Week 3: Predicting events

Week 3: Predicting Events

Probability Theory

A probability is a number between 0 and 1 that tells us how likely a certain event is.
Classical method of assigning probabilities:
\frac{\text{Number of outcomes in which an event occurs}}{\text{Number of possible outcomes}}
The empirical probability or relative frequency of occurrence method:
\frac{\text{Number of outcomes in which an event has occurred in the past}}{\text{Number of opportunities for an event to occur}}
Subjective probability method:
- Using judgment and other subjective criteria to determine the probability an event occurs.

Outline

Probability theory
Law of addition
Conditional probability
Application of Events: Probability trees and Binomial probability (more on this next week)

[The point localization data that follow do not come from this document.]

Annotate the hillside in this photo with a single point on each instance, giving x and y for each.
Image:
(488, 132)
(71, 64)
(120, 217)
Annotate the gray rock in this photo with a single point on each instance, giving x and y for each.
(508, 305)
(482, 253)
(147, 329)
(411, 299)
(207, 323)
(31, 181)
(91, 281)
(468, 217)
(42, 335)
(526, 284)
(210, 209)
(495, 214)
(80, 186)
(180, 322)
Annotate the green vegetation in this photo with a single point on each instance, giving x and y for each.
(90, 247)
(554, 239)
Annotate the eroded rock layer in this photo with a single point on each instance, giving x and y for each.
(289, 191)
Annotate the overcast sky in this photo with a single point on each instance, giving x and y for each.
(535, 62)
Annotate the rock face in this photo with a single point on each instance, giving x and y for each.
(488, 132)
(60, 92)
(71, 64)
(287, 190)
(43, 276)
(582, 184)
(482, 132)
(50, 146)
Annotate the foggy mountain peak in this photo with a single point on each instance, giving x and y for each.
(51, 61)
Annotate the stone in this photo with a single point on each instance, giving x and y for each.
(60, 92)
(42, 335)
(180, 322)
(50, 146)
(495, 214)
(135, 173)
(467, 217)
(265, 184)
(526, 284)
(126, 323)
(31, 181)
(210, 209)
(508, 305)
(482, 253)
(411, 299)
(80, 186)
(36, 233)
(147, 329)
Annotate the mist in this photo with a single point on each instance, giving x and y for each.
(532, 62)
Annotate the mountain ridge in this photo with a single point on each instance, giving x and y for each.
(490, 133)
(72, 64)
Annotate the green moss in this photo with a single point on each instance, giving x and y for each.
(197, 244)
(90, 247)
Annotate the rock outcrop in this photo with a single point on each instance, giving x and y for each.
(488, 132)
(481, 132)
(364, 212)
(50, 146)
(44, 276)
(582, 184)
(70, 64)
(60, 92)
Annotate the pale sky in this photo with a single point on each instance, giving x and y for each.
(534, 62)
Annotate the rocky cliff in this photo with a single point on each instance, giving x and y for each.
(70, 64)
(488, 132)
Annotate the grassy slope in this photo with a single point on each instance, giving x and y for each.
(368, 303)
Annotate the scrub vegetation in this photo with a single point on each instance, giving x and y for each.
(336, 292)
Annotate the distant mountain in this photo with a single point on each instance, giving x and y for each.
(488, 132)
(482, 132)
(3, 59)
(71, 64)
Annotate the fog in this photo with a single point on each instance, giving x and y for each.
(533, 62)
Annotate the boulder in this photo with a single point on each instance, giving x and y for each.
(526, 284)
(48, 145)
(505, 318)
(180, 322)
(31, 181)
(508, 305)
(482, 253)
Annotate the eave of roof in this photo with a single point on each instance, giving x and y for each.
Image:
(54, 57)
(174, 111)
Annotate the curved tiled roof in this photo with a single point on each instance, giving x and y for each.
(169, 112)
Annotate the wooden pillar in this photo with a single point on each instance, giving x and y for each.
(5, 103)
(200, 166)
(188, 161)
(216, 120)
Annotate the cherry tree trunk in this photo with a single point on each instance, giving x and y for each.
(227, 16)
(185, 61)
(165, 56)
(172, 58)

Introduction to Probability Theory

Probability theory is a prerequisite to statistics.
Experiment: A random process that creates outcomes (e.g., the data-collection procedure).
Sample space: The set of all possible outcomes.
Event: A set of outcomes (can contain no outcome, single outcome, or multiple outcomes) of an experiment to which probability is assigned.

Multi-dimensional Data

Example (Contingency Table or Cross-Tab):
- Two random variables:
  1. Phone plan chosen by a client ($29, $49, $79)
  2. Day (weekday vs weekend) the client bought the plan
- 6 potential outcomes: Every combination between phone plan chosen by a client and whether on weekday or weekend purchased.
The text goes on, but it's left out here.